Imagen: La Capital de Mar del Plata

En los fundamentos de la iniciativa, Montenegro sostiene que la propuesta no busca criminalizar situaciones de vulnerabilidad social, sino establecer límites frente a conductas que afectan la convivencia y restringen derechos de terceros. Según argumenta, la actividad de trapitos y limpiavidrios dejó de ser una práctica aislada para transformarse, en muchos casos, en una modalidad organizada que genera conflictos en distintos municipios bonaerenses.

El proyecto toma como antecedente la política implementada por Montenegro durante su gestión al frente de General Pueyrredon, donde impulsó numerosos operativos contra cuidacoches y limpiavidrios en distintos sectores de Mar del Plata.

La problemática volvió a mostrarse hace pocas semanas, cuando vecinos y comerciantes de Playa Grande realizaron una convocatoria para reclamar mayor seguridad en la zona de Alem y Peña.

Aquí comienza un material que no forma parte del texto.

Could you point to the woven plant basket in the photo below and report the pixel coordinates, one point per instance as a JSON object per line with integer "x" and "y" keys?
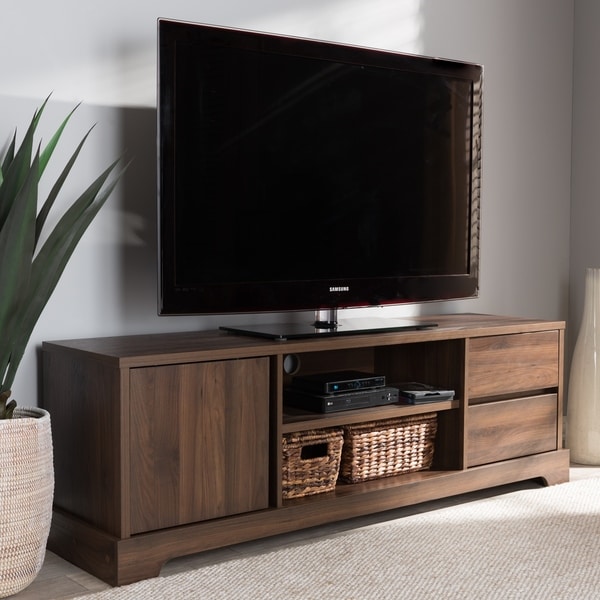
{"x": 386, "y": 448}
{"x": 26, "y": 493}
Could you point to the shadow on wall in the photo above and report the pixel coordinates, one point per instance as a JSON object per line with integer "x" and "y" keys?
{"x": 138, "y": 222}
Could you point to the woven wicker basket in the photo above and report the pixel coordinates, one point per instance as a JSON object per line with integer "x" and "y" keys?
{"x": 311, "y": 461}
{"x": 26, "y": 493}
{"x": 385, "y": 448}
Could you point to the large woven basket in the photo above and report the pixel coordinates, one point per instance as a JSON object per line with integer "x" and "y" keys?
{"x": 26, "y": 493}
{"x": 385, "y": 448}
{"x": 311, "y": 461}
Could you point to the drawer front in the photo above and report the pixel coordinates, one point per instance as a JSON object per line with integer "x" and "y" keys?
{"x": 511, "y": 428}
{"x": 506, "y": 364}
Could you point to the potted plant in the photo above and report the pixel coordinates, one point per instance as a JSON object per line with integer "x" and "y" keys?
{"x": 32, "y": 261}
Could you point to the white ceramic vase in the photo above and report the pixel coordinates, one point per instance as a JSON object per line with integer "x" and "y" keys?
{"x": 583, "y": 402}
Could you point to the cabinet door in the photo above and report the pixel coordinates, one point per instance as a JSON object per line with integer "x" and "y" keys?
{"x": 199, "y": 441}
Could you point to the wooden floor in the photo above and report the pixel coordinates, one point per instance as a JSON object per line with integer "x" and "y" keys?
{"x": 60, "y": 580}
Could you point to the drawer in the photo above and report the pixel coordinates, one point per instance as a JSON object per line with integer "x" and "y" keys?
{"x": 511, "y": 428}
{"x": 506, "y": 364}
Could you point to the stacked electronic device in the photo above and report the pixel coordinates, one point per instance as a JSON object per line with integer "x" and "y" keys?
{"x": 347, "y": 390}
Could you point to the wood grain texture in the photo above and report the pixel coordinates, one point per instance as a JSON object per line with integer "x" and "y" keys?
{"x": 170, "y": 444}
{"x": 199, "y": 442}
{"x": 513, "y": 363}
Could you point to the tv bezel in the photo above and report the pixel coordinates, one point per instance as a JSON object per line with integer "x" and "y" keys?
{"x": 286, "y": 296}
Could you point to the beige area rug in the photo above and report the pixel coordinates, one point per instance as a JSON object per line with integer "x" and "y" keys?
{"x": 535, "y": 543}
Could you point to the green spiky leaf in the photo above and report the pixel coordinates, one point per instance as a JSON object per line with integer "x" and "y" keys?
{"x": 28, "y": 274}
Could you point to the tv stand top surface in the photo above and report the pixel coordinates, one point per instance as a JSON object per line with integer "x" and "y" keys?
{"x": 168, "y": 348}
{"x": 293, "y": 331}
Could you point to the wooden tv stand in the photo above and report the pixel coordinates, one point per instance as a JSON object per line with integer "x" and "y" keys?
{"x": 170, "y": 444}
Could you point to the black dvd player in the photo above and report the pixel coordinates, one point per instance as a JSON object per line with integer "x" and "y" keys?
{"x": 338, "y": 382}
{"x": 326, "y": 403}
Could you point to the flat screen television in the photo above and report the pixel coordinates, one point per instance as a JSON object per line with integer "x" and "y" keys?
{"x": 299, "y": 174}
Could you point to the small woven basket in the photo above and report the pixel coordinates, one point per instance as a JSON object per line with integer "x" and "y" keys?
{"x": 385, "y": 448}
{"x": 26, "y": 493}
{"x": 311, "y": 461}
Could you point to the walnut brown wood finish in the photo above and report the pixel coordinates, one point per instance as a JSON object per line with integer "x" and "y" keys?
{"x": 170, "y": 444}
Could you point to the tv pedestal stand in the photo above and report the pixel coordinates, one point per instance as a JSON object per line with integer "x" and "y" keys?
{"x": 167, "y": 445}
{"x": 326, "y": 324}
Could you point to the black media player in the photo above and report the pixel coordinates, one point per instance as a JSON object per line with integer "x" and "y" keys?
{"x": 338, "y": 382}
{"x": 326, "y": 403}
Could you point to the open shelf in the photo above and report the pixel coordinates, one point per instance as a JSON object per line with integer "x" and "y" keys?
{"x": 295, "y": 420}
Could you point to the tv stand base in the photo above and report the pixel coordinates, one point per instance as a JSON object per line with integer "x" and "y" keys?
{"x": 123, "y": 561}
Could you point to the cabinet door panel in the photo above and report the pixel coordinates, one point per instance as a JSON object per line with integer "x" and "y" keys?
{"x": 199, "y": 441}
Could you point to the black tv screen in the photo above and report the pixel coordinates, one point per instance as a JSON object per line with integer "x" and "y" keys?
{"x": 298, "y": 174}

Durante esa movilización denunciaron robos, intimidaciones, discusiones permanentes con trapitos, exigencias de dinero a automovilistas, peleas entre cuidacoches y situaciones de desorden que, según manifestaron, afectan la convivencia cotidiana.

Los vecinos también advirtieron sobre la presencia de personas alcoholizadas, hechos de suciedad en la vía pública y la falta de respuestas sostenidas por parte de las autoridades municipales y policiales.

Con este nuevo proyecto, Montenegro busca trasladar a toda la provincia una política que ya impulsó en Mar del Plata, endureciendo las sanciones previstas por el Código de Faltas para quienes desarrollen estas actividades sin autorización y ampliando las herramientas legales para que las fuerzas de seguridad puedan intervenir frente a situaciones de intimidación, ocupación del espacio público u organización de la actividad.